It started out with clumsiness after dark, night-blindness and clumsy accidents, followed by a gradual erosion of peripheral vision.

“Now I see things like I’m looking through a tube,” he says.

He doesn’t know what the future holds: complete blindness is there, hovering, in a ghostly manner.

“It was a shock of course, when I was told it’s incurable. It came completely out of the blue,” he says.

His family still consider it as devastating news and are constantly surprised by his achievements. There was nothing to prepare him for living with impairment.

“But on the whole, it was the stigma, the pitying and the patronising attitude that made it worse, because in truth, given the tools, you still live life normally.”

Equipped with smart touchscreen devices equipped with the latest software and apps, Mr Debattista makes the most of the internet: chatting, shopping, e-mailing and studying online.

He moves about confidently with the use of his cane. And to do that at the University of Malta campus, where he works full time as an administrator, is quite an achievement.
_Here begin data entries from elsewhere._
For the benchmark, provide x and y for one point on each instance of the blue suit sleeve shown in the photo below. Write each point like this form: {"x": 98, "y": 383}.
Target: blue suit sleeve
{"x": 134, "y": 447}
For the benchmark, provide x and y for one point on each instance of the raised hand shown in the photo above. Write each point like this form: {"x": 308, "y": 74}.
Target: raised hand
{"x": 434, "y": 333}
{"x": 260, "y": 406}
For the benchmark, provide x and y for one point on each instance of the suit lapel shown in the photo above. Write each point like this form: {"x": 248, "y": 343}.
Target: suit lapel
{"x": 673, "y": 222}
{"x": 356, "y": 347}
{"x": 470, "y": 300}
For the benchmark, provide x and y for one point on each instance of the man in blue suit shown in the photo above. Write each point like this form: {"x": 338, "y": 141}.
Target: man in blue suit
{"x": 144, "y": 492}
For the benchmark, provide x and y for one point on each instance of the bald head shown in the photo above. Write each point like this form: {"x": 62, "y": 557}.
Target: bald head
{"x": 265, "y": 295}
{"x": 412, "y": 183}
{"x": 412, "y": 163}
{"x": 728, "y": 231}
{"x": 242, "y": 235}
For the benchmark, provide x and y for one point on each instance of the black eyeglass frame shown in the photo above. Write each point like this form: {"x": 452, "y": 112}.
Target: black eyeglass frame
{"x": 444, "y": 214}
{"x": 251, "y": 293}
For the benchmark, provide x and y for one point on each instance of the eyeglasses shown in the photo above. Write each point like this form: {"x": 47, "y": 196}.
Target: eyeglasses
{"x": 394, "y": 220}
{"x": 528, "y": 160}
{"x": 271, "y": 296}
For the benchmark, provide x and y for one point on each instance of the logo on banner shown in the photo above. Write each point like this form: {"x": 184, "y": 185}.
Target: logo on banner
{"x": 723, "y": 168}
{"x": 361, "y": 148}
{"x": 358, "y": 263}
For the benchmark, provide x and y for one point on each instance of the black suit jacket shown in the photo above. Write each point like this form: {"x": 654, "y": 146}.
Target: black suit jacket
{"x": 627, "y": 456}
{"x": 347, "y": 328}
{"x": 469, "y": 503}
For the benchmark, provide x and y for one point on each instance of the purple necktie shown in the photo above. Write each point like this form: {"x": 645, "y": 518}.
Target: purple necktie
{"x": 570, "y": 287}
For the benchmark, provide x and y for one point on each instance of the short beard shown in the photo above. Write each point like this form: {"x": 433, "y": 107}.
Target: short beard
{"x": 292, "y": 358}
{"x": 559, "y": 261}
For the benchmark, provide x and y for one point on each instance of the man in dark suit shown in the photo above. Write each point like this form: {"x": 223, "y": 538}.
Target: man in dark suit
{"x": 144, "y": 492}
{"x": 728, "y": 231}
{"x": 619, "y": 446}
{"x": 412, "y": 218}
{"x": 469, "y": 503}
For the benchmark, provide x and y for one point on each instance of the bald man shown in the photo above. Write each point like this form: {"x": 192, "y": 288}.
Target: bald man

The campus is riddled with corridors, steps, staircases, and hidden corners. It was certainly not built with easy access in mind. Life is rather in slow mode for him: “You have to plan ahead, no last minute.”

At break time, he walks to the campus shops to buy his lunch. It is a pleasant stroll, calm, no rush. Students on campus seem to jump away from his white cane, with many shying away as far as possible from him.

Many look confused at the sight of the white cane – not sure what they have to do. A few come up to him, take him by the elbow and lead him down the stairs.

“There is no need for people to do that. All they have to do is ask me if I need help: sometimes I might ask them to give me directions.”

With Freshers’ week, the campus is full of stands, creating more obstacles, but he is not perturbed. He asks for directions. “Keep going at 11 o’ clock and then you’ll come to the door of the students’ house,” one student tells him.

He goes down the stairs and into the self-service shop. He knows his way about, and he feels the shelves to get to the product he wants to purchase. He then pays in cash. “It’s not difficult to tell the amounts by feeling the paper money or the coins.”

It is the lack of awareness which bothers him no end. He recounts a story – laughingly – of the day he fell in a roadworks ditch at university because workers failed to place barriers close together.

“It’s out of laziness really and because it would not cross their minds that it can be perilous for others,” he says.

Mr Debattista’s mission is to try to make awareness as universal as possible, and in fact, was also involved in the drafting of the national policy for people with disability: “Politicians need to change their blinkered approach,” he says.

He is now reading for his Masters in Youth and Community Studies at the Faculty for Social Wellbeing at the University of Malta, and he hopes that his dissertation will help to snuff out the taboo of dating people with disability.

“And for people to realise that people with disability can still love and protect a loved one,” he says.